Sound is platformed through media other than video in Qian Qian’s interactive installation People should listen to the birds’ flight (2018); Ruth Beraha’s A long long time ago in a galaxy far away (2019); and Lala Rukh’s sound piece Subh-e-Umeed (2008), presented alongside the artist’s series of drawings Mirror Images (2011). In Qian’s work, concerned with the artist’s experience of linguistic untranslatability, braille-coded slabs are presented along the walls of one room, and connected by wires and copper-coloured lines that guide the viewer round the installation. We are invited to touch the work, an act that feels transgressive both in terms of the usual codes of conduct in art spaces and in terms of the nervousness around touch after more than a year of Covid-19. Each touch activates a recorded sound encrypted by the artist into the work, referencing mythology: a recording of the artist’s child’s heartbeat in the womb references Kalaviṅka, an immortal creature in Buddhism; a recording of the sound of writing references Thoth, the Egyptian god who created words and writing; a recording of an unexplained underwater sound recorded by the National Oceanic and Atmospheric Administration in 1977 references the Siren song in Greek mythology and so on. In this work, the viewer becomes an agent in its syncopation, choosing how the sound piece will play out.

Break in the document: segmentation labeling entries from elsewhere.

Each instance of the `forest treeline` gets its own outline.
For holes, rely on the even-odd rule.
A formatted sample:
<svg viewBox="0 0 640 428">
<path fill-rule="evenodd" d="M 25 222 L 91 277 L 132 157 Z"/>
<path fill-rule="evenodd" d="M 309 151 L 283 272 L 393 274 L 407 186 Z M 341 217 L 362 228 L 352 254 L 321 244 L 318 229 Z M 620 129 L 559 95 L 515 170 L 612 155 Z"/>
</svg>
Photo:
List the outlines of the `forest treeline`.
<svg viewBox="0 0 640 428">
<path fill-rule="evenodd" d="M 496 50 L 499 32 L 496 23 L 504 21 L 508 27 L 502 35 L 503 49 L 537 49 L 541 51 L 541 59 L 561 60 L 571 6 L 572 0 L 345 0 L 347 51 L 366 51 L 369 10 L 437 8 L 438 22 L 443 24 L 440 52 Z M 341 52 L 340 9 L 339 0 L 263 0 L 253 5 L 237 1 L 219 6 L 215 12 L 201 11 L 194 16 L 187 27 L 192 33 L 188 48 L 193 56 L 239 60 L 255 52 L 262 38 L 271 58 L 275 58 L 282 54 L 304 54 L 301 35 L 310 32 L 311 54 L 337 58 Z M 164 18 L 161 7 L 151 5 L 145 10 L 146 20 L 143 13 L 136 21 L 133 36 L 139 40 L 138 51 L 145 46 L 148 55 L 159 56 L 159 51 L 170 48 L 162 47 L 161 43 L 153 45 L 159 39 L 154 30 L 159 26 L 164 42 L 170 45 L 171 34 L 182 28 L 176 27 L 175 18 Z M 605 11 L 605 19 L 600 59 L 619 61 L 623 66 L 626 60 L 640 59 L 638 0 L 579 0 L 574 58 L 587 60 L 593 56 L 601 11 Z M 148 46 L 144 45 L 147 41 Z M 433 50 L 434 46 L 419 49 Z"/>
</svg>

The curation of the exhibition is particularly strong. For example, the placement of Rukh’s Mirror Images series opposite her sound piece Subh-e-Umeed (presented in headphones) allows the viewer to contemplate the drawings while listening to the sound, the works informing one another. The stillness of Mirror Images, a series of minimalistic pencil drawings on carbon paper which depict reverberations on water, is contextualised by Rukh’s sound piece that combines field recordings from a day in the artist’s life, beginning with birdsong during her morning walks and ending with impassioned protests on the streets of Lahore.

The standout work in the exhibition is arguably Chooc Ly Tan’s newly commissioned film On the Offbeat (2020), in which the artist, DJ and filmmaker interviews interdisciplinary practitioners about syncopation. The work opens with a discussion of voguing and the rhythms and syncopations within the ballroom scene. Femme vogue dancer Omar Jordan Phillips discusses the importance of the beat in voguing and the pivotal moment where the dancer decides to go with the beat or ‘move through it’; Tan uses the collision of movement and music to tell personal stories about gender identity and bodily transformation. Hannah Katharine Jones also talks about the significance of the beat, alluding to decolonisation as a kind of syncopation that pushes back against the status quo, against the ‘downbeat’ of ‘Eurocentric monoculture’. Linking and separating these various interviews is footage of participants voguing in anonymous outdoor spaces in London, and black screens with neon graphics of sound waves. There are deliberate pauses in the editing of the footage, bringing the viewer back to the notion of syncope, of interrupted rhythm.

After watching Tan’s reflective film, the viewer emerges through thick curtains into a narrow, high-ceilinged space, confronted with the theatricality of Ruth Beraha’s motion-activated sound piece A long long time ago in a galaxy far away in which the artist has adapted the Star Trek soundtrack by playing it in a minor key, transforming it into something both familiar and unfamiliar. The ‘Syncopes’ experience ends with the same disorienting sensation as that of leaving a dark cinema in the middle of the afternoon, blinking at the black, rectangular speaker hung where you might expect a painting, looking for the image within the sound.